November 2020
Neil Da Costa endeavours to make a complicated subject very simple.
Here, I am going to show you how to keep it simple. Having been an Advanced Tax lecturer for more than 20 years I am fully aware of the areas examiners say that students struggle with.
These areas feature regularly in the tax exams and by ensuring you understand them you can be confident of earning these marks in the question. In this article I will be showing you how to deal with rollover relief using simple examples.
Rollover relief
When a business sells a building used in its trade, a capital gain will arise. If the sale proceeds are reinvested in a replacement building within a period of one year before to three years after the disposal, the gain can be postponed under rollover relief.

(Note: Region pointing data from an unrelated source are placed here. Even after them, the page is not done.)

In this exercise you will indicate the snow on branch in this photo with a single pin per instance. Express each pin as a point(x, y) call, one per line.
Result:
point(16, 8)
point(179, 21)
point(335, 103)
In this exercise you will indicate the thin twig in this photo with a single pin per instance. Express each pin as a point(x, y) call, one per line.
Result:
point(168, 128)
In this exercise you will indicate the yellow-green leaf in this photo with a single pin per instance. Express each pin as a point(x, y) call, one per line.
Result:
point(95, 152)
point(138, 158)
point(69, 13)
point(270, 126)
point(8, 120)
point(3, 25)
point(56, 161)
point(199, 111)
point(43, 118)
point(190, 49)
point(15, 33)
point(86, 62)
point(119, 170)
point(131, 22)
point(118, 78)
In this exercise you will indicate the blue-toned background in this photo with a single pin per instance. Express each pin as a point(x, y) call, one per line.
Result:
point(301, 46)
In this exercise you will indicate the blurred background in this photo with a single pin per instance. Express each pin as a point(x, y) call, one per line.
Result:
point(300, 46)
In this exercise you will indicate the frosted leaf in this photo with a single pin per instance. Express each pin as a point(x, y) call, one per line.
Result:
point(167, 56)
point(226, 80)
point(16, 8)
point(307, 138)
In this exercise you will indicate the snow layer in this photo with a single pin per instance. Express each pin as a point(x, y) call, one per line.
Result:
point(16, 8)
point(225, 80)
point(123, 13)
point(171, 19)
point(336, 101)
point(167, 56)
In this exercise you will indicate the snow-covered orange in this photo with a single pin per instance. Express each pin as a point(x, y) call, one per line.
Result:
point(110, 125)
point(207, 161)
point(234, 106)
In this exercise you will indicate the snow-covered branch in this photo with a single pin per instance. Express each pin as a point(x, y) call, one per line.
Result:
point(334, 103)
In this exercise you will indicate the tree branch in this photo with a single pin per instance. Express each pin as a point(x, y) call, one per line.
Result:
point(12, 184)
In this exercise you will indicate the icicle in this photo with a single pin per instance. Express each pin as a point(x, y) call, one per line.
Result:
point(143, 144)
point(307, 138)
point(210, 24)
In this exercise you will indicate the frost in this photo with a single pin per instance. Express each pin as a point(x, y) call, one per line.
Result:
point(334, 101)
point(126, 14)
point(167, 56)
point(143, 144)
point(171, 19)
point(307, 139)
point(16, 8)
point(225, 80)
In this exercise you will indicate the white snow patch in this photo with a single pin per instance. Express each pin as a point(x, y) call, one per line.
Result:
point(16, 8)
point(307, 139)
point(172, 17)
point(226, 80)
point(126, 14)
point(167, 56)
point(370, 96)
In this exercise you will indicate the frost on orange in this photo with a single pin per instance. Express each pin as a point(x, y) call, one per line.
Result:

The replacement building must also be used in the trade of the business and any sale proceeds not reinvested result in a gain crystallising immediately
Simple example: Apricot Ltd
A Ltd sells an office building for £800,000, resulting in a capital gain of £350,000 in June 2019.
In June 2020, A Ltd buys a freehold office building for £700,000. The replacement office building was sold for £1 million in 2025.
Sale proceeds from the original office building retained by the company were £100,000, so £100,000 of the gain crystallises immediately.
The balance of the gain (£350,000 – £100,000) = £250,000 is postponed by deducting it from the cost of the replacement office building.
The means that the base cost of the replacement building is £700,000 – £250,000 = £450,000.
When the replacement building is sold in 2025, we use the base cost to find the gain.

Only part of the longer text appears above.